Panasonic has a relationship with TowerJazz who make and design their own sensors. I believe they are the ones who made the sensor for the Leica M240 and Leica SL.
Well, I'd say it's more that a "relationship". Panasonic owned the fabs outright (three of them I think) and did the design, process development and manufacturing of image sensors as well as many other semiconductor components for their businesses. However, in-house fab technology is increasingly expensive for companies that aren't primarily integrated circuit suppliers. It's also expensive for those who are; note he number of "fabless" semiconductor companies that arose especially from the 1990s. A major trend became the concentration of fab capacity in the hands of a few major semiconductor foundry operators: TSMC and UMC in Taiwan, TowerJazz collecting fabs around the world, Globalfoundries being formerly AMD's fabs.
The most sensible business model for a semiconductor fab is to operate as close to full capacity as possible; that cannot always happen if companies (like Panasonic) build fabs for their own needs but cannot keep them running at 100% capacity and efficiency. So, divesting a fab and then using it as a (typically privileged) customer allows the depreciation, operation and new-development costs to be borne by multiple customers. Fab operations are complex and difficult to manage in a cyclic business environment; best to be managed by a specialty operator (even if that staff is essentially the same as the former in-house fab operation.)

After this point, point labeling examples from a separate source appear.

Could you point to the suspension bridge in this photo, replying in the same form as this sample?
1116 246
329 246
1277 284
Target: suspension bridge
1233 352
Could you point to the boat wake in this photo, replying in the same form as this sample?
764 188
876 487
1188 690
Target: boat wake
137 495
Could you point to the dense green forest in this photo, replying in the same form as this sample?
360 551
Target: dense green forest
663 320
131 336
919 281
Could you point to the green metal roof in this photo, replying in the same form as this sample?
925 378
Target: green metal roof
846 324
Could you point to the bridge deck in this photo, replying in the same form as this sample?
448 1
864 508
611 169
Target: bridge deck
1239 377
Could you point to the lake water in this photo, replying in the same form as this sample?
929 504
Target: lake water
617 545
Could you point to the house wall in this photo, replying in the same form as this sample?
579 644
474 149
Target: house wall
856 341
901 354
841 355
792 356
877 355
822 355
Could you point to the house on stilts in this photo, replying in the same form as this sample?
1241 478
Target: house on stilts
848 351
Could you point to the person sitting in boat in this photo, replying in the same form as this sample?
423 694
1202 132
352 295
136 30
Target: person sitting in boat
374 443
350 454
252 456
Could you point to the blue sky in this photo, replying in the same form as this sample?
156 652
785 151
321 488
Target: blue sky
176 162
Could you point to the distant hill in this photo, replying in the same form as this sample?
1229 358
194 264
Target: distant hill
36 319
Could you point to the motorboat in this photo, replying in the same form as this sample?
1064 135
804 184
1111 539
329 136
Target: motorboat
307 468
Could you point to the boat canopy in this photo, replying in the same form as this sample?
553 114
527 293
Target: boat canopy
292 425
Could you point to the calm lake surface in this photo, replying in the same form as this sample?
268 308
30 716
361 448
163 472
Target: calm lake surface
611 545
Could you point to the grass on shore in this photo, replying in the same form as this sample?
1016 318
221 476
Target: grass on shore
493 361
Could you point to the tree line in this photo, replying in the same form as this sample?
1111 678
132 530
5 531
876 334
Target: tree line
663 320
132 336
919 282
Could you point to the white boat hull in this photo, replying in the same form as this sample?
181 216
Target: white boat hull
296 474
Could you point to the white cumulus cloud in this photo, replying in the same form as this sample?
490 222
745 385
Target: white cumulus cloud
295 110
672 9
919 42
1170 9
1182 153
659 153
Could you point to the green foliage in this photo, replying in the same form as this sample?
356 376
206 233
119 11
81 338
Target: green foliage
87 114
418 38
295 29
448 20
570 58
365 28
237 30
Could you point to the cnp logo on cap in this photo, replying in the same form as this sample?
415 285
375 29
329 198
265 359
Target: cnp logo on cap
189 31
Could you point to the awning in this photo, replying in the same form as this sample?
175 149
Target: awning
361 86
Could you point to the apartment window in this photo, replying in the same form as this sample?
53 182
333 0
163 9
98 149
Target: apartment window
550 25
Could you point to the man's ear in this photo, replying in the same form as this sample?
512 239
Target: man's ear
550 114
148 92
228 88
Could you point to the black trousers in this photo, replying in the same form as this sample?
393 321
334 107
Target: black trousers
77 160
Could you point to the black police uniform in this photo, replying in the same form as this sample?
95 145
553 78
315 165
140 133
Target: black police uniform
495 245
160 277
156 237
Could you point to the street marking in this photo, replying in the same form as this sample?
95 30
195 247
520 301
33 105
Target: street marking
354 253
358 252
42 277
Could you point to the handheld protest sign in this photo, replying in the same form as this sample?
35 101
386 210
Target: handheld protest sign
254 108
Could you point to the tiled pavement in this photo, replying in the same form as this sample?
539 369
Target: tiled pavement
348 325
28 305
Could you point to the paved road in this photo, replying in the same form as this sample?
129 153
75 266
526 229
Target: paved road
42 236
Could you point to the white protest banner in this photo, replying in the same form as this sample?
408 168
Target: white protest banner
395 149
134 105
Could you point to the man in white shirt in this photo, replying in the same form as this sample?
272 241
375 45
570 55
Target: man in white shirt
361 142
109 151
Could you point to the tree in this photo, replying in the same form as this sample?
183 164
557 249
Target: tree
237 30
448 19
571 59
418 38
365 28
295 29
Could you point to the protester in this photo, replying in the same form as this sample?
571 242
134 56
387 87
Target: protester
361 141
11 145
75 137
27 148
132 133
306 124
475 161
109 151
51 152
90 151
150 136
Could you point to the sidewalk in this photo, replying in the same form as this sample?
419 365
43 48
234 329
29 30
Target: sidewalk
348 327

Panasonic made such a deal to move the fab business (of which image sensors was only a part) out of its core solely-owned manufacturing umbrella, creating a new company that is 51% owned as a TowerJazz foundry but retaining 49% so as not to be shut out of access to capacity and evolving technology decisions. It seems to be widely misunderstood on DPR (not by you but I'm speaking generally) that it is still essentially a Panasonic asset, not simply one of several possible sensor suppliers around the world that could serve Panasonic as well as Nikon, Olympus, Ricoh etc.
Having noted all of that, a reasonable question is then why did Panasonic, though still with such special access to its sensor fab, seem to go into a downturn of its in-house camera sensor development for the past decade or so? I would guess that the sensor design and product-engineering group(s) were reduced and at least partly re-assigned in the company-wide retrenchment after the big financial crisis. Sony continued their strong in-house development and decided to double-down on their image-sensor foundry business. But throughout that time, we've been seeing research papers about pixel well design, micro-prisms, organic thin-film layers etc. from the still-remaining Panasonic R&D group. These may be now coming to fruition in new and/or future generations of sensors. But I can also understand why they are sensitive about it. They need to retain the option of buying from or contracting engineering services from anyone, as camera companies do all the time for cameras, lenses and accessories. If they were to crow about an in-house design in one model but then revert to Sony or some other supplier for another (even for the most sensible of reasons) the messaging to our fellow brand-conscious gear enthusiasts could seem quite confusing or negative.